Citadel Cloud Management
API Gateway Architecture with Rate Limiting
Architecture BlueprintsCreated by Kenny Ogunlowo
Product Description
The Problem This Blueprint Solves
Your microservices expose APIs directly, each with its own authentication logic, rate limiting implementation, and versioning strategy. Clients call 8 different endpoints with 8 different auth headers. A DDoS attack on one service brings down the entire platform because there is no centralized throttling. Your mobile app team spends more time managing API endpoint discovery than building features.
This blueprint is the API gateway architecture I built for a B2B SaaS platform serving 2,300 enterprise clients through a unified API surface, processing 45,000 requests per second with sub-15ms gateway overhead and 99.99% measured availability over 12 months.
What You Get
- Architecture diagrams — Gateway topology with routing rules, authentication flow, rate limiting tiers, caching layers, and backend service mesh integration (Draw.io)

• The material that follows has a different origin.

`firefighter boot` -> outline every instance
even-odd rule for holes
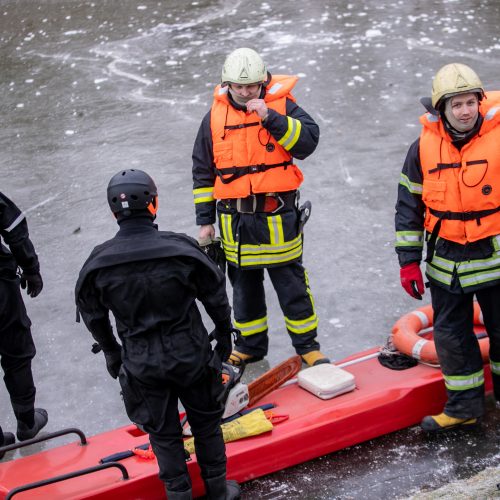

- Terraform modules — API Gateway (HTTP API or REST API), custom domain with ACM certificates, Lambda authorizer for JWT validation, usage plans with API keys, WAF v2 integration, and CloudWatch dashboards
- API design standards — Versioning strategy (URL path vs header), error response format (RFC 7807), pagination patterns, and OpenAPI specification templates
- Developer portal configuration — Auto-generated API documentation from OpenAPI specs, API key self-service, and usage dashboard
Key Architecture Decisions
- HTTP API over REST API for new builds — REST API supports more features (request validation, caching, API keys) but HTTP API costs 71% less ($1.00 vs $3.50 per million requests), has 60% lower latency, and supports JWT authorizers natively. Use REST API only when you need request/response transformation or AWS service integrations.
- Lambda Authorizer with JWT caching over Cognito integration — Cognito User Pools provide built-in JWT validation but lock you into Cognito as the identity provider. A Lambda Authorizer with 5-minute response caching supports any OIDC provider (Auth0, Okta, Azure AD) with a single code change and adds less than 1ms after the first request warms the cache.

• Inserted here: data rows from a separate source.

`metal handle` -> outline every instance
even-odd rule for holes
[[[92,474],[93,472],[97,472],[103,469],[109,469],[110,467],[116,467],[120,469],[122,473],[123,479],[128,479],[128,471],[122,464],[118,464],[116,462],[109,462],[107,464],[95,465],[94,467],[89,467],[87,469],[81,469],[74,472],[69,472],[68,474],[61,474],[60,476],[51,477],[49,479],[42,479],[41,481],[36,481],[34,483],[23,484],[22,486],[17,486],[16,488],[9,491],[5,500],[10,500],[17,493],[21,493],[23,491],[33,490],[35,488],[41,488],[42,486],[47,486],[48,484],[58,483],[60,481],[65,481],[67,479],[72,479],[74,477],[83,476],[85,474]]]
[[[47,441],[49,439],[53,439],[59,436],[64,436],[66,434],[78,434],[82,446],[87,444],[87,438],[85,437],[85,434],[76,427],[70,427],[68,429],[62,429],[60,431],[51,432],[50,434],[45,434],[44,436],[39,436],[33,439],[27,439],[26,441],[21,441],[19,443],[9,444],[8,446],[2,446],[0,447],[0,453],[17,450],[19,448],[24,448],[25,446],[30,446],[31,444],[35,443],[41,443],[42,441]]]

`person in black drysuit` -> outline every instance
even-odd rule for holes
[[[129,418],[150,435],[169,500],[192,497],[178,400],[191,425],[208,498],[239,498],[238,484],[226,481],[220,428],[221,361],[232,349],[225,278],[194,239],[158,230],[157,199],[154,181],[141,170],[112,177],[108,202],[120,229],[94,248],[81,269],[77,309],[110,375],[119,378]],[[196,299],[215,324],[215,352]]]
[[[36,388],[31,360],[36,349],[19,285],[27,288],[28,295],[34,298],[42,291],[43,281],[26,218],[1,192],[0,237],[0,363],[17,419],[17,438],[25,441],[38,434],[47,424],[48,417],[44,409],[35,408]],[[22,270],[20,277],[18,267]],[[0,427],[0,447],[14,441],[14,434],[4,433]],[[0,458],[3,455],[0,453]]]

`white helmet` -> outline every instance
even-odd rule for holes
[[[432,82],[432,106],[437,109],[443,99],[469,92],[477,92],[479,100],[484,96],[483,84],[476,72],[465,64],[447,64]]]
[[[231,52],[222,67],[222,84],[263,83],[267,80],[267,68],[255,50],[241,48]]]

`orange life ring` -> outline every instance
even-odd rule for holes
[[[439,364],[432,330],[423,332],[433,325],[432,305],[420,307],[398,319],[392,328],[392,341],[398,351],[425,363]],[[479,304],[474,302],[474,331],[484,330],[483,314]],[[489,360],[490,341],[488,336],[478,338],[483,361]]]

- Per-client rate limiting over global rate limiting — Global rate limits punish all clients when one client misbehaves. Usage plans with per-API-key throttling let you set 100 req/sec for free tier clients and 10,000 req/sec for enterprise clients. Abusive clients hit their own limits without affecting others.

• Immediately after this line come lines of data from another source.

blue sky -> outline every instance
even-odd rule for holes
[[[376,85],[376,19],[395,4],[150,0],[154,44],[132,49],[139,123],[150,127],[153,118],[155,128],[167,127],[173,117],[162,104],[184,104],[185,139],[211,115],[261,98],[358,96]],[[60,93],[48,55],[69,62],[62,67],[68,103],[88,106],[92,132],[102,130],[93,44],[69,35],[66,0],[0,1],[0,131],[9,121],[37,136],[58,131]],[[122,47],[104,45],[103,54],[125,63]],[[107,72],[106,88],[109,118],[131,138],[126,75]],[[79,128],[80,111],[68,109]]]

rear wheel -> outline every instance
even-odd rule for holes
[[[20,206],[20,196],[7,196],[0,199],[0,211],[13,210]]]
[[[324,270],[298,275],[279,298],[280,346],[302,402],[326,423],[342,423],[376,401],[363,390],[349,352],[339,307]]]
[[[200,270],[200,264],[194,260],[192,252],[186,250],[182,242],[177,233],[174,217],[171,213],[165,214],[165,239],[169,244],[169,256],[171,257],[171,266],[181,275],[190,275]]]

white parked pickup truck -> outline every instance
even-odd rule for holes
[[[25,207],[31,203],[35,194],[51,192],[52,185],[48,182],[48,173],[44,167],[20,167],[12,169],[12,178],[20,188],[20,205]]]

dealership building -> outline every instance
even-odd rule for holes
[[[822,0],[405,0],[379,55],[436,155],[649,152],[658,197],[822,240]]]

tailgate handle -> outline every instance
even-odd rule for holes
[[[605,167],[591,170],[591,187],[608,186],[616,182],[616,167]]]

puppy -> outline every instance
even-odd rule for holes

- Gateway-level caching for read-heavy endpoints — API Gateway response caching (REST API only) serves cached responses for GET requests without hitting your backend. A 60-second TTL on frequently-read endpoints reduces backend load by 80%+ and improves P95 latency from 200ms to 8ms for cached responses.
Who This Blueprint Is For
- API Platform Engineers building centralized API management for microservices
- Backend Architects designing API strategies for external developer consumption
- Product Managers launching developer APIs as a revenue channel
- Security Engineers implementing API authentication and rate limiting at scale
Your First 48 Hours
Deploy the HTTP API Gateway with a custom domain and Lambda authorizer Terraform module. Configure one route that proxies to a backend service (or the included mock Lambda). Test JWT authentication end-to-end: valid token passes, expired token returns 401, missing token returns 403. On day two, configure the usage plan with two tiers and verify that the lower-tier API key gets throttled at its configured rate while the higher-tier key passes through. This validates authentication and rate limiting — the two most critical gateway functions.
Limitations and Trade-offs
HTTP API does not support response caching, request validation, or AWS service integrations — if you need these, use REST API at the higher price point. Lambda authorizer cold starts add 300-800ms to the first request after idle periods; provisioned concurrency ($6/month per instance) eliminates this. API Gateway has a hard limit of 10,000 requests per second per account per region (expandable via support request). WebSocket APIs have different pricing and connection limits (500 concurrent connections per route by default) — size accordingly for real-time features.